Tuesday 20 February 2018

Delaying pylon plan until poll 'won't calm protesters'

Electricity pylons across the countryside
Electricity pylons across the countryside

Brian Byrne and Michael Brennan

THE Government faces a backlash against the installation of monster pylons in the countryside even if a key route is delayed until after the local elections in May.

The decision on the €500m Grid Link line from Cork via Waterford to Kildare has to be made independently by EirGrid.

It is understood the agency is well aware of how sensitive the issue is for Fine Gael and Labour candidates running in May's council elections.

But even if the selection of one of five possible routes is pushed back, the Government will be unable to avoid the impact of other pylon routes being planned by EirGrid in the run-up to May's elections.

EirGrid is going to reapply to An Bord Pleanala for permission to build a North-South power line between Meath and Tyrone before the end of March. And a preferred route has also been selected for the Grid West pylon project in Mayo.

Fianna Fail communications spokesman Michael Moynihan said that putting off the decision on selecting the Grid Link pylon route was only a "tactic".

"That won't cut (it) with the public. It will be an issue before, during and after the local elections," he said.

Anti-pylon campaigners have said that irrespective of any decision to postpone the routing of the pylons, the issue will have a negative impact on the outcome of the local elections.

An EirGrid spokesman said he could not comment on when the decision would be made.

Communications Minister Pat Rabbitte, who has complained about the quality of EirGrid's consultation with the public, said the next step was the conclusion of this process tomorrow. "Any commentary in advance of analysis of the submissions received is purely speculative. I expect to meet the board and senior management of EirGrid later this week," he said.

Meanwhile, dozens of lobbying groups have formed an alliance to oppose the installation of monster pylons and wind farms in the countryside, the Irish Independent has learnt.

Representatives from 40 groups against pylons, wind farms and substations met yesterday in Treacey's Hotel, Enniscorthy, where they decided they would form a united front.

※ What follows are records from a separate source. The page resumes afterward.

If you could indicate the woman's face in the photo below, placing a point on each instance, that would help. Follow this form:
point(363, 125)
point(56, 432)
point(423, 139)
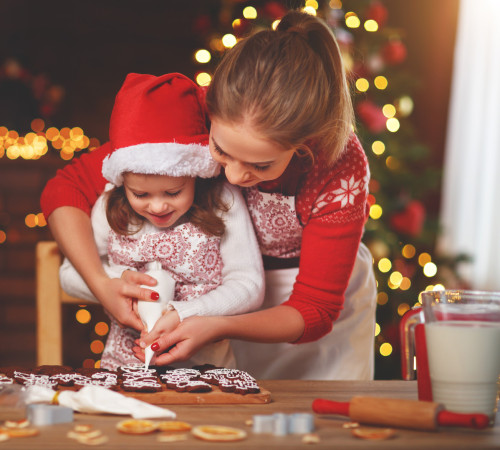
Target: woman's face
point(160, 199)
point(247, 158)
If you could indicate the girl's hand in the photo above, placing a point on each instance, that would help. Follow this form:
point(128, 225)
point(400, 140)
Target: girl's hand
point(188, 338)
point(118, 296)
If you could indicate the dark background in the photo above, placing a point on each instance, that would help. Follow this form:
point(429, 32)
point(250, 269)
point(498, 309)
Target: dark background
point(87, 48)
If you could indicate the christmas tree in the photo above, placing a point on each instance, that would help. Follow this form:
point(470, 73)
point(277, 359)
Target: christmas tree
point(402, 228)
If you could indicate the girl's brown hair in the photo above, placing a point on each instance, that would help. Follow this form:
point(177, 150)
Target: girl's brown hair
point(203, 212)
point(289, 84)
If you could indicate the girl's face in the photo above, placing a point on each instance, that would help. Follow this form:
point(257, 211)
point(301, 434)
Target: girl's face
point(160, 199)
point(247, 158)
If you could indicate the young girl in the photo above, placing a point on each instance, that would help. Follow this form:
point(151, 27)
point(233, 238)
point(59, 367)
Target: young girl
point(281, 127)
point(165, 204)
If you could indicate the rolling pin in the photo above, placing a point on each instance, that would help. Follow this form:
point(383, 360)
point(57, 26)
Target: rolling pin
point(399, 413)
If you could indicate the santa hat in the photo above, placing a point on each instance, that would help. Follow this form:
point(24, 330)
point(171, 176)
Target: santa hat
point(158, 126)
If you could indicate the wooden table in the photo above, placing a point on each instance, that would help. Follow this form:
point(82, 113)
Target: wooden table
point(287, 397)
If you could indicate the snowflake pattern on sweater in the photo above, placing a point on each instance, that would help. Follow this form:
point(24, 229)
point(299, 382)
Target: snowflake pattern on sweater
point(189, 255)
point(337, 194)
point(192, 258)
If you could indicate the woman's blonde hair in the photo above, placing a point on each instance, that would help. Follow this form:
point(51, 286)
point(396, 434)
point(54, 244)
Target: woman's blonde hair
point(203, 212)
point(289, 84)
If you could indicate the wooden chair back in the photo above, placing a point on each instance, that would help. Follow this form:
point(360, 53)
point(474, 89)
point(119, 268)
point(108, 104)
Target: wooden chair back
point(49, 300)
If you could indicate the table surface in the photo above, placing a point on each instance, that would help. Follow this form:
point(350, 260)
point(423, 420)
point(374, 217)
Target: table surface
point(288, 396)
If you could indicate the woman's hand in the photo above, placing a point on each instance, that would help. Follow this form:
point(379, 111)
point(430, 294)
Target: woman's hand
point(188, 338)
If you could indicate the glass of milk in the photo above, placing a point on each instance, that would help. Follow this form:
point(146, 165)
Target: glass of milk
point(462, 332)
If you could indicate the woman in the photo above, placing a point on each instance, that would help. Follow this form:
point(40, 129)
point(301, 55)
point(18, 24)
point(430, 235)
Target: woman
point(281, 127)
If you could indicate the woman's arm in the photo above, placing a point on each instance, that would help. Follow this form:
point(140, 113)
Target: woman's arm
point(242, 286)
point(276, 324)
point(66, 202)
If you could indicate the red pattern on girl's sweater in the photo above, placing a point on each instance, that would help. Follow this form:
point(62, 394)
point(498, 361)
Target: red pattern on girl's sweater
point(331, 204)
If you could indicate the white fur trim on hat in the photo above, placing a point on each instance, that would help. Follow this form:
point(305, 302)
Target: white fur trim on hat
point(174, 159)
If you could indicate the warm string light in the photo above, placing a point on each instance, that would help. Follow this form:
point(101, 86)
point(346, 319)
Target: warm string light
point(101, 329)
point(35, 144)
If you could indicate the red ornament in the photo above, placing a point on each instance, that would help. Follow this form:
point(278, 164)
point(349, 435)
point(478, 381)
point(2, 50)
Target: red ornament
point(371, 115)
point(377, 12)
point(411, 220)
point(394, 52)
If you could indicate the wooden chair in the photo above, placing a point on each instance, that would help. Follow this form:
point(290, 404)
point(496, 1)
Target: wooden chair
point(49, 300)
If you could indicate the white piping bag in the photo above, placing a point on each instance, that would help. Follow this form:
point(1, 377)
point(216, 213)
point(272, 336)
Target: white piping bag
point(150, 312)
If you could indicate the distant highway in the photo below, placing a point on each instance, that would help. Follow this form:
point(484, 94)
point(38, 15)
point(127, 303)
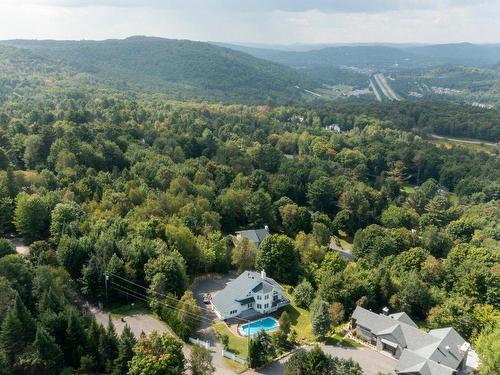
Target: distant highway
point(385, 87)
point(377, 95)
point(481, 143)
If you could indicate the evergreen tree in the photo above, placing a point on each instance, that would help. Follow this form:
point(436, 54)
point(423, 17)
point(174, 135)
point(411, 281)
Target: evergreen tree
point(200, 362)
point(125, 352)
point(18, 330)
point(108, 346)
point(74, 340)
point(45, 357)
point(320, 318)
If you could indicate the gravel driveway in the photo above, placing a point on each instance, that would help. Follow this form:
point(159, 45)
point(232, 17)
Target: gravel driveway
point(370, 361)
point(212, 285)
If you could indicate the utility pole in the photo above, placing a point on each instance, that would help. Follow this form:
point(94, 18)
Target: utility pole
point(106, 279)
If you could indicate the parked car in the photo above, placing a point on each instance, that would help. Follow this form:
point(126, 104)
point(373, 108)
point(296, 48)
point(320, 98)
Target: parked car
point(206, 298)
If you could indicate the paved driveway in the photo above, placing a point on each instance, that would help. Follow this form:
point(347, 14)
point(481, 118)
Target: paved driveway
point(212, 285)
point(370, 361)
point(138, 322)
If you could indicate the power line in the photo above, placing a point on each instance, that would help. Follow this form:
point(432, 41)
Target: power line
point(160, 294)
point(167, 296)
point(146, 298)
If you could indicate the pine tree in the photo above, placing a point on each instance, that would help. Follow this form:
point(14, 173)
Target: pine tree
point(48, 353)
point(75, 338)
point(94, 332)
point(108, 346)
point(125, 351)
point(18, 330)
point(320, 318)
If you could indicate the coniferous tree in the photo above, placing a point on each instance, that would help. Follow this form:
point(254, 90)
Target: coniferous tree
point(125, 351)
point(45, 357)
point(108, 346)
point(18, 330)
point(74, 340)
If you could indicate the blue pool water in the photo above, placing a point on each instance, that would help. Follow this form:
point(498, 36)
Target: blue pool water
point(252, 328)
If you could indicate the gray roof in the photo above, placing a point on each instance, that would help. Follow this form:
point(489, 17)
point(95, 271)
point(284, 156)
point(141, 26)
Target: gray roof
point(411, 363)
point(245, 301)
point(265, 287)
point(239, 288)
point(403, 317)
point(255, 235)
point(437, 352)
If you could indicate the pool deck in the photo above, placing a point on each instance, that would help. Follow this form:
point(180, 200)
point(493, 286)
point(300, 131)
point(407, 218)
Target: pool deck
point(238, 326)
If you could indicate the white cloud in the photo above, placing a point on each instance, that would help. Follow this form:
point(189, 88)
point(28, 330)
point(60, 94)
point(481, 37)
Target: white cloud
point(278, 21)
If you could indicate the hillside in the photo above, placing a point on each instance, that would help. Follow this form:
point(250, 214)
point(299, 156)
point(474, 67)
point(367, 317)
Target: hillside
point(179, 68)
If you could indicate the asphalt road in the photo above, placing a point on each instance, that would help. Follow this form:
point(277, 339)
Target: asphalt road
point(212, 285)
point(370, 361)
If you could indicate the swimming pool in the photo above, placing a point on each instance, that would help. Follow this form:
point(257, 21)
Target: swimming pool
point(267, 324)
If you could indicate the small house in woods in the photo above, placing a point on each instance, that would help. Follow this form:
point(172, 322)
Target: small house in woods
point(254, 235)
point(250, 294)
point(333, 128)
point(437, 352)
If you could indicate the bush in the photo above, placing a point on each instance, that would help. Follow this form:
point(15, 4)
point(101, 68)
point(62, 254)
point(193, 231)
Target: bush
point(303, 294)
point(6, 247)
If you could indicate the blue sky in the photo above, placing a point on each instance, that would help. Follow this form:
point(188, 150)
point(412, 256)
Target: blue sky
point(257, 21)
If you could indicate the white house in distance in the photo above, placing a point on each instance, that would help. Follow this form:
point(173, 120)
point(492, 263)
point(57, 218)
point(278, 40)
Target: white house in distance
point(254, 235)
point(251, 293)
point(437, 352)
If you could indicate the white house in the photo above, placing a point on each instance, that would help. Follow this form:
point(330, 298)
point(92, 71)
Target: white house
point(249, 294)
point(437, 352)
point(254, 235)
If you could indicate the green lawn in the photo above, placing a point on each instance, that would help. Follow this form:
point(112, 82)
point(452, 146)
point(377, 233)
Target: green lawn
point(408, 189)
point(300, 319)
point(237, 344)
point(236, 366)
point(338, 339)
point(119, 310)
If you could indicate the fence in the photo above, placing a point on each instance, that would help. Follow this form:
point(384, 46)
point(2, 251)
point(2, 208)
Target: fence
point(234, 357)
point(199, 342)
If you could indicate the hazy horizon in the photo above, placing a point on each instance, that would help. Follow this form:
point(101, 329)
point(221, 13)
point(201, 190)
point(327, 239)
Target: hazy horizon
point(273, 22)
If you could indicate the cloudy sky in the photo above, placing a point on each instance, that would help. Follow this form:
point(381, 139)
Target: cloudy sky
point(257, 21)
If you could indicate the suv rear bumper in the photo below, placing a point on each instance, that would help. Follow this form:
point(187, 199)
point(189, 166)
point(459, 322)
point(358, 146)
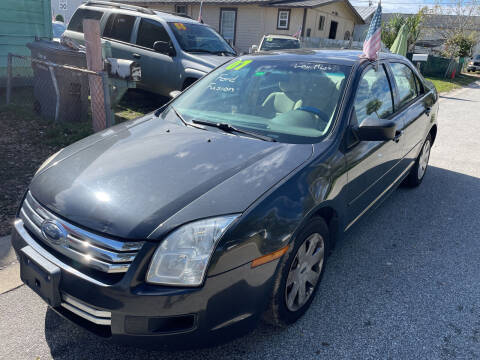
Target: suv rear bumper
point(228, 304)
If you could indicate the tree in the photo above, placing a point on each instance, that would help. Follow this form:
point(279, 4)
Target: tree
point(413, 23)
point(459, 45)
point(457, 26)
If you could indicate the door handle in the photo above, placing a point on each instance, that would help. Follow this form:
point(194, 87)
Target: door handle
point(398, 134)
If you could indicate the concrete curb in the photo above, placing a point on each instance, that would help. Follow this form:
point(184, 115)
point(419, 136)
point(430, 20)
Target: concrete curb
point(9, 266)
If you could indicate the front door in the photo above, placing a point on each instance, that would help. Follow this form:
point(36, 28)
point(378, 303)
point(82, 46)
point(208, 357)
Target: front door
point(333, 30)
point(228, 20)
point(159, 71)
point(373, 166)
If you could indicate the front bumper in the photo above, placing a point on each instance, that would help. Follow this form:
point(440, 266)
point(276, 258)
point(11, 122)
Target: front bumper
point(129, 310)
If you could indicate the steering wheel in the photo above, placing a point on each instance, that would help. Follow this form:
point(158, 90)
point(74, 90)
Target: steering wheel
point(313, 110)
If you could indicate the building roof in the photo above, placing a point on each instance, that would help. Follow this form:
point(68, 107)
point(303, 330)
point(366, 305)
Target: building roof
point(272, 3)
point(365, 11)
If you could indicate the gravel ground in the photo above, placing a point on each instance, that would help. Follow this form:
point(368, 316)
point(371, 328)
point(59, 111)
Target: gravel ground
point(402, 285)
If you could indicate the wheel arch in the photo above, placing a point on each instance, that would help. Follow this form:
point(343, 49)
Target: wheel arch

Spokesperson for Rethink Pylons Kieran Hartley told the Irish Independent that the group represented the views of up to 50,000 people.

The new anti-pylon alliance plans to put forward candidates in the local and European elections "if the necessity is there".

In the meantime, it is planning a protest march in February, beginning at the EirGrid offices in Ballsbridge and culminating at the French and British embassies and the Dail.

The North East Pylon Pressure Campaign said that while it did not have any political affiliations, it intended to ask its members to support politicians who are against EirGrid's desire to erect overhead pylons and power lines, and to inform them of such.